Vic lui posa un doigt sur les lèvres, lui ôta son manteau, sa veste, et commença à déboutonner le bas de son chemisier. Ses doigts tremblaient, ils ne réussissaient à saisir correctement les petits boutons. Il comprit, à ce moment-là, ce qu’avait dû ressentir Stéphane Kismet face au tiroir de la morgue, il sut à quel point son ami avait dû être à la fois mort de trouille et débordant d’espoir.

Céline se laissa faire. Depuis quand ne l’avait-il pas touchée ainsi ? Cela lui paraissait une éternité. Le nombril apparut. Vic s’agenouilla, souleva le reste du tissu.

Cette image le marquerait jusqu’à la fin de ses jours.

Céline n’avait plus aucune cicatrice de son hystérotomie.

Alors, il explosa de joie. Il serra sa femme de toutes ses forces contre lui et pleura dans son cou. Il marmonna dans ses sanglots des phrases qu’elle comprit à peine. Quand il releva ses yeux trempés de larmes, il lui dit :

— Demain matin, je veux qu’on aille faire une échographie. Je veux voir le bébé.

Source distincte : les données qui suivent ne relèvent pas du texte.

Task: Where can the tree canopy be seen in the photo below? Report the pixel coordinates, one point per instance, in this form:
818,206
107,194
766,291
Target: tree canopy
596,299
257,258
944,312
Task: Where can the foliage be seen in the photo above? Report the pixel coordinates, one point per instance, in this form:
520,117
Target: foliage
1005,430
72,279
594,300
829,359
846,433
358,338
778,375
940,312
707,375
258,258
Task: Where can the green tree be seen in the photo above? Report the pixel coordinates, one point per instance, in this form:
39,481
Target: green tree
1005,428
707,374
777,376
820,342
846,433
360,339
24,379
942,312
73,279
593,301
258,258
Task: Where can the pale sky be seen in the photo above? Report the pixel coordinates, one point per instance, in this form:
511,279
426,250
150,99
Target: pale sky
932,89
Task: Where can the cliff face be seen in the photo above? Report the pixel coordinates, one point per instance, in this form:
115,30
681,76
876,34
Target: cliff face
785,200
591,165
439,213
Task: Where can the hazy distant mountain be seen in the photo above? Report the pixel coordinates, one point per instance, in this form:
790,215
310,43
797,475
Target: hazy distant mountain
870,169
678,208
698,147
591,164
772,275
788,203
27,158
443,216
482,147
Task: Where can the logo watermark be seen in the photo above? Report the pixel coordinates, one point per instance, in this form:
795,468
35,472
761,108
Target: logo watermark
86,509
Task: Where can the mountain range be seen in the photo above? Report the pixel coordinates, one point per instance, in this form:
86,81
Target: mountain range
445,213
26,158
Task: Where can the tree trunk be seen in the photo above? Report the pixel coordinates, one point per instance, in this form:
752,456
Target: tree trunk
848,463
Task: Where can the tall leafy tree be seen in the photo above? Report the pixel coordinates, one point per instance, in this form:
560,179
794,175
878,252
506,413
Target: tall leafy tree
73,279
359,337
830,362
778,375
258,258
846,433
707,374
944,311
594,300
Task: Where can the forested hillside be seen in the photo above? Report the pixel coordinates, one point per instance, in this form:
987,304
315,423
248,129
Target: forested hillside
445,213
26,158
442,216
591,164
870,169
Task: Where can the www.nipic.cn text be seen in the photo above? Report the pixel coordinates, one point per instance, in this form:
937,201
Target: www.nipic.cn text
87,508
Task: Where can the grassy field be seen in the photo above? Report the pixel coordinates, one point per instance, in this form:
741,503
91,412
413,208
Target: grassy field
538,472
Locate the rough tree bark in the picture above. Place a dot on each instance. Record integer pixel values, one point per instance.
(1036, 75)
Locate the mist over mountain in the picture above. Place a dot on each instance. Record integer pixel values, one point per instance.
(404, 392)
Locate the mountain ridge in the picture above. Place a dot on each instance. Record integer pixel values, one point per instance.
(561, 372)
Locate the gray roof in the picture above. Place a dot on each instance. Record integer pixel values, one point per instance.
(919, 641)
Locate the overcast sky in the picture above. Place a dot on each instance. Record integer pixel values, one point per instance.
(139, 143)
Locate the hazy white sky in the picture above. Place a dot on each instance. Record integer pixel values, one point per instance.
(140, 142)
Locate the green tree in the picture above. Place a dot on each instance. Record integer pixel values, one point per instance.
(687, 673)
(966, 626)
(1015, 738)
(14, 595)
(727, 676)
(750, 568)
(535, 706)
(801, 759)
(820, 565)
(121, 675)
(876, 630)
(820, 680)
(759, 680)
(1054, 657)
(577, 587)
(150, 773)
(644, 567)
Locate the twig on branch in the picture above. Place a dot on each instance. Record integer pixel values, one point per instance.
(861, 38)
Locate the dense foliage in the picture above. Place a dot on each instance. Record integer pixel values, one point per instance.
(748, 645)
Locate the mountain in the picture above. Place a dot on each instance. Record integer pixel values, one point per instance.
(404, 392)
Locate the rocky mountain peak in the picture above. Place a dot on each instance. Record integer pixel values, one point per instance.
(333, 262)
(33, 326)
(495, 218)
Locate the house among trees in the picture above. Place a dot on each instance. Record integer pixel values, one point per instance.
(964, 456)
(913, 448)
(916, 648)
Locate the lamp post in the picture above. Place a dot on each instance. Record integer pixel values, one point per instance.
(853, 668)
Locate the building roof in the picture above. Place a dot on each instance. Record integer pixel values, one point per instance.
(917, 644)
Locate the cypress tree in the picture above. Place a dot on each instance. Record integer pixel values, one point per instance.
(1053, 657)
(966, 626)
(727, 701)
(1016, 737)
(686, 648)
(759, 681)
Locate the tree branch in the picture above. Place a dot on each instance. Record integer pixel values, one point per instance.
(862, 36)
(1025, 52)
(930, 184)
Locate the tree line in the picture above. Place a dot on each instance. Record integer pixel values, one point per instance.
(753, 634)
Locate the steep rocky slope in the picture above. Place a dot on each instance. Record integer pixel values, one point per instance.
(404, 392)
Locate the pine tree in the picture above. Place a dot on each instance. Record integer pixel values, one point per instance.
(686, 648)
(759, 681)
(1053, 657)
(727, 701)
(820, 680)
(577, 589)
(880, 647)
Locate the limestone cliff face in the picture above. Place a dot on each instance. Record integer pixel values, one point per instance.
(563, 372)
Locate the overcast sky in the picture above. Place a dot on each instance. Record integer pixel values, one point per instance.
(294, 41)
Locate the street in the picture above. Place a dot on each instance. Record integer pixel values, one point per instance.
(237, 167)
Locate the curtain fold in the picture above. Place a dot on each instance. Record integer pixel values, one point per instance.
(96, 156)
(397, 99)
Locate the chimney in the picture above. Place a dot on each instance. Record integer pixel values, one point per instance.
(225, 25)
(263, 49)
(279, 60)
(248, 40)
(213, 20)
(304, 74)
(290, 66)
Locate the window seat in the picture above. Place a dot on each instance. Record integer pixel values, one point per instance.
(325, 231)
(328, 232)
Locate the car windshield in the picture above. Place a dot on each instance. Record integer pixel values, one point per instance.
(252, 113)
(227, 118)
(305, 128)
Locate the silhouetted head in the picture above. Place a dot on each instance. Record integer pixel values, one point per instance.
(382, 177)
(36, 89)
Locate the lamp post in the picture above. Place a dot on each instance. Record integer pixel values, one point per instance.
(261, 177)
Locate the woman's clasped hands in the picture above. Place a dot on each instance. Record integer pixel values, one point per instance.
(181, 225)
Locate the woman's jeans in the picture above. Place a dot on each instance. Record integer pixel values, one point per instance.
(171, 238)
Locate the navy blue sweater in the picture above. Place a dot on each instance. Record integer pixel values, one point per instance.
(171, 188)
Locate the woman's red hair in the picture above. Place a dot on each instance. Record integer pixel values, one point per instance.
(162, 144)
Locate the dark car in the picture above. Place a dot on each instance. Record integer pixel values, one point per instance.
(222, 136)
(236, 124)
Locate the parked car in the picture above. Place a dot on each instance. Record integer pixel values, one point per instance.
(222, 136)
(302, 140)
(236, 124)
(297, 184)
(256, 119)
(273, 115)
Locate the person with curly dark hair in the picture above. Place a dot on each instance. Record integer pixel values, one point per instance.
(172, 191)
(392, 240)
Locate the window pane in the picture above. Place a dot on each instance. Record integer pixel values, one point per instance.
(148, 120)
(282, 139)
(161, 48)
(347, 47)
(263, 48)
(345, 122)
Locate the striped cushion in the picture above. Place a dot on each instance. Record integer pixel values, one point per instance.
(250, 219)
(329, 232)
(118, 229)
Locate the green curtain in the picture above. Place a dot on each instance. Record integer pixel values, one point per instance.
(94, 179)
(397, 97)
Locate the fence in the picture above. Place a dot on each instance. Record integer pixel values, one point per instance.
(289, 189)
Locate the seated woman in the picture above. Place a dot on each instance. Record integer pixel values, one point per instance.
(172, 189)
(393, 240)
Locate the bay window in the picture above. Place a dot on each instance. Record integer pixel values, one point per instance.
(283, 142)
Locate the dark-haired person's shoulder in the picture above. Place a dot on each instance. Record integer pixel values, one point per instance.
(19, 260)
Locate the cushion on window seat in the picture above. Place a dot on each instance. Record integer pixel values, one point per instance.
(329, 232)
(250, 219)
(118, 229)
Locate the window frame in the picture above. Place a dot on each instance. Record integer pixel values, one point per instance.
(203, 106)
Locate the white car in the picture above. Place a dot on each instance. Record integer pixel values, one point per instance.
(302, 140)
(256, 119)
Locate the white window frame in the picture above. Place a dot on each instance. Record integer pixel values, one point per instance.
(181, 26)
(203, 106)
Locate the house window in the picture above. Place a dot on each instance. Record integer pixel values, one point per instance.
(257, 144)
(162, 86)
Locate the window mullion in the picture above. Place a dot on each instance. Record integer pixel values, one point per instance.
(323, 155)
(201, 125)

Céline sourit, comblée devant tant d’énergie et d’amour.

— Mais… Mais pourquoi ?

— Parce que… Parce que je veux démarrer une nouvelle vie. Je veux profiter de chaque jour avec vous deux.

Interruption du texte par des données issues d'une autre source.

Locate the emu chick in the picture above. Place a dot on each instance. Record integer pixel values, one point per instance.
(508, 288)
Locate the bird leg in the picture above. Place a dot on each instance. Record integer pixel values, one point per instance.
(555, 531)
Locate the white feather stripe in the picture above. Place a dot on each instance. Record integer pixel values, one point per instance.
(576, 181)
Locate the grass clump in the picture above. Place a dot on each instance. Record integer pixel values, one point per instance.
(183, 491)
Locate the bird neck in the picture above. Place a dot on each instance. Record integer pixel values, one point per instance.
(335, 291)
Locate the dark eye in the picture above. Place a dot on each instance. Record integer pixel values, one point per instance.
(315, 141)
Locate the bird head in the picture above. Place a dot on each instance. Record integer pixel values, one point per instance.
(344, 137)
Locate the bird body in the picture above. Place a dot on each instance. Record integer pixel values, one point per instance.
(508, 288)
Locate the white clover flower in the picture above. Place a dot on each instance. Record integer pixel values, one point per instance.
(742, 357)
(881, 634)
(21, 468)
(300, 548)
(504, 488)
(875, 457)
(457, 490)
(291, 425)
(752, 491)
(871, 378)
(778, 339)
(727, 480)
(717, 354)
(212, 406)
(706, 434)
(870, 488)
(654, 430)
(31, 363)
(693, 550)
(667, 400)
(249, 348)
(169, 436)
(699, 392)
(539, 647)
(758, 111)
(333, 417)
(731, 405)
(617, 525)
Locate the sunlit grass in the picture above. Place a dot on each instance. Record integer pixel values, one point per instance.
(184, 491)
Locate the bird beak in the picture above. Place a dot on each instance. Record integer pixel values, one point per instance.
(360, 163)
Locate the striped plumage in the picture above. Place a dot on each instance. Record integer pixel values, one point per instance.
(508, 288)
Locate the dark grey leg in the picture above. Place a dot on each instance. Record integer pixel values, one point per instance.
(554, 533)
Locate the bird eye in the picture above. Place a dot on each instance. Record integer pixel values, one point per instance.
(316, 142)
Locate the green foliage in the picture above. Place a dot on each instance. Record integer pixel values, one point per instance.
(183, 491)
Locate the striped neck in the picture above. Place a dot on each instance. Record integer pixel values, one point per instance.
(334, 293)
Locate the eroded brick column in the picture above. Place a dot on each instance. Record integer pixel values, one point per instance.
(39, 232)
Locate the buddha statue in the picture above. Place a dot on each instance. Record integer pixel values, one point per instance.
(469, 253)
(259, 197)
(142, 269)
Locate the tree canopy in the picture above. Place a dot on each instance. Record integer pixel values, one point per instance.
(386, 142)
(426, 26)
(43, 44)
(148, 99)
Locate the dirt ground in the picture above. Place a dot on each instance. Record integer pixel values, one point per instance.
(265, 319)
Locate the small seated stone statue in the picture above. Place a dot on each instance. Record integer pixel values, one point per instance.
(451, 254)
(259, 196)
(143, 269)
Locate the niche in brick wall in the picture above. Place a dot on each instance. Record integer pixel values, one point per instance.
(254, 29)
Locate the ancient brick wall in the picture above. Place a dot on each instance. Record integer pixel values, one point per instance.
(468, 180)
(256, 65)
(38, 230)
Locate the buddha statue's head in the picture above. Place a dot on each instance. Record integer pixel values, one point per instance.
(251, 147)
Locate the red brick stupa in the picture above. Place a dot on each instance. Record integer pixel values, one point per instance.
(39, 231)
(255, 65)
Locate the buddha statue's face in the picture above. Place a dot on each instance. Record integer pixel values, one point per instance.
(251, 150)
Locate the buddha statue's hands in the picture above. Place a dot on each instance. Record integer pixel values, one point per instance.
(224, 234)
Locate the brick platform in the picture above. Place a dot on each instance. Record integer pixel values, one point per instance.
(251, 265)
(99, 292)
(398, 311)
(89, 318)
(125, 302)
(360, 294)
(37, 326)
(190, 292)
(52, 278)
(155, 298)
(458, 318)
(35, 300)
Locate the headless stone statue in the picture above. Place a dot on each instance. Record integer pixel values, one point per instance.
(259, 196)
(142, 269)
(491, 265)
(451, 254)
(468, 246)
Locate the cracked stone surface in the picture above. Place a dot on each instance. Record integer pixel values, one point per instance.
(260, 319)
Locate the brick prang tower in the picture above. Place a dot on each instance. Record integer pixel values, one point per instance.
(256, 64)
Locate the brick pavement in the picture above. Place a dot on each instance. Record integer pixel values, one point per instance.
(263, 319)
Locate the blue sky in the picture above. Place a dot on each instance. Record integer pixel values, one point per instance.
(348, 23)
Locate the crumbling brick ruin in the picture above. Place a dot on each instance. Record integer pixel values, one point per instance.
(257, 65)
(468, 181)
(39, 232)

— Tu ne te laisseras plus manger par ton travail ?

Vic secoua la tête.

— C’était pour cette raison que tu étais partie chez ta mère, n’est-ce pas ? Parce que je ne rentrais plus jamais ici à cause de mon travail et que… qu’on s’était disputés ? Ce n’était pas à cause du bébé ?

— Bien sûr que non, ce n’était pas à cause du bébé. Qu’est-ce qu’il a à voir là-dedans ? Je voulais te faire comprendre que j’existais, voilà tout.

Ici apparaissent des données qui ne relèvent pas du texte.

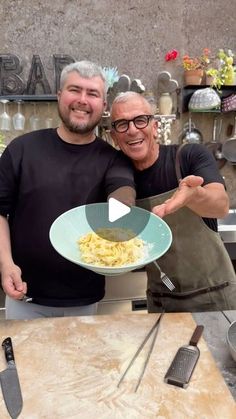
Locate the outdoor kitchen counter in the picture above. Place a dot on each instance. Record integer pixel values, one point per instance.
(70, 367)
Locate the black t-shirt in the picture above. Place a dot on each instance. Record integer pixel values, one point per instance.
(41, 176)
(195, 159)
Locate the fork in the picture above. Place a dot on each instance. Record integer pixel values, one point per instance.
(165, 279)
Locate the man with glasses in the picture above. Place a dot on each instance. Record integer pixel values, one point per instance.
(183, 185)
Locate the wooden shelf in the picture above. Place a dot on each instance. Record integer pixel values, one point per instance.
(30, 98)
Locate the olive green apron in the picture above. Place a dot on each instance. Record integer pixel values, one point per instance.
(197, 263)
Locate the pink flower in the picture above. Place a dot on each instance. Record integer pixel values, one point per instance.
(171, 55)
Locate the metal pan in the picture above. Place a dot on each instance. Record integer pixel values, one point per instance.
(229, 147)
(231, 339)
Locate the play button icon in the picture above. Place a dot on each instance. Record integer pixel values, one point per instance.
(116, 210)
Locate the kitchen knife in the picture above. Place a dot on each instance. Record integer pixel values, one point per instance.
(10, 382)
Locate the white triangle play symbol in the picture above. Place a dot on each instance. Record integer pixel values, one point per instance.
(116, 209)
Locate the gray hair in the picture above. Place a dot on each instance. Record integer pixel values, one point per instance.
(85, 69)
(125, 96)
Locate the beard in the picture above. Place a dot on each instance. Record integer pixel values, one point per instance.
(79, 127)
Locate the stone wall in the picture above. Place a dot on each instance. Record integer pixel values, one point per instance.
(132, 35)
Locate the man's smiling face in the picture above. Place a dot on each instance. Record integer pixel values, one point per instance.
(137, 143)
(81, 103)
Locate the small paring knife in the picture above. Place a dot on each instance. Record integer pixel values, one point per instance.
(10, 382)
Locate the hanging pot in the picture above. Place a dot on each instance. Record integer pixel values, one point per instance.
(193, 77)
(229, 147)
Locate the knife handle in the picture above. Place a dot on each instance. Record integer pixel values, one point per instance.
(196, 335)
(8, 348)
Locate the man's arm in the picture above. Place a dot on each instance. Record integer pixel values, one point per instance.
(124, 194)
(210, 201)
(12, 283)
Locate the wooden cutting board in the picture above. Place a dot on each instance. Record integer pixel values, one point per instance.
(70, 367)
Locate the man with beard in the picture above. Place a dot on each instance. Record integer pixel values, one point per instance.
(43, 174)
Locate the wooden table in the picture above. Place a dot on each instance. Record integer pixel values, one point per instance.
(216, 325)
(70, 368)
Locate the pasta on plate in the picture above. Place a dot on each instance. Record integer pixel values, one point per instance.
(111, 247)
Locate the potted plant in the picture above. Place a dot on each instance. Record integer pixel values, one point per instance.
(224, 73)
(194, 67)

Vic la souleva délicatement et l’emmena jusqu’au lit.

Il oublia tout ce qui l’entourait. Il oublia le malheur de Stéphane, enfermé dans Darkland et qui s’approchait de plus en plus du gouffre de la folie. Égoïstement, il ne pensa plus qu’à lui-même, sa femme, le bébé. Il ne songea qu’à l’instant présent et ils firent l’amour jusqu’au petit matin.



Ils n’avaient pu obtenir de rendez-vous avant l’après-midi. Le gynécologue qui remplaçait Sénéchal – qui avait été agressé à son domicile −, étala du gel de transmission ultrasonique sur le ventre de Céline, alluma son moniteur, et s’empara d’une sonde qu’il approcha lentement.

Vic avait l’impression que le praticien bougeait au ralenti, que chacun de ses gestes se décomposait à l’infini. Il fixait le petit moniteur en noir et blanc, et il perçut, dans le noir intense des prunelles de Céline, qu’elle aussi attendait, avec cette excitation que seules les futures mères peuvent connaître.

Et là, ce fut l’explosion de vie. Le fœtus de quatre mois, que Vic avait vu arraché du sein maternel, se trouvait bel et bien là, uni à sa mère par le cordon ombilical.

Le futur père se mit à rire, à pleurer. Il entendait chaque battement de cœur qu’amplifiait l’appareil, il distinguait chaque geste minuscule. La jeune femme releva le cou, posa ses mains à plat sur son ventre, elle était heureuse. Heureuse de voir à quel point son mari avait subitement changé, et à quel point il allait aimer ce bébé.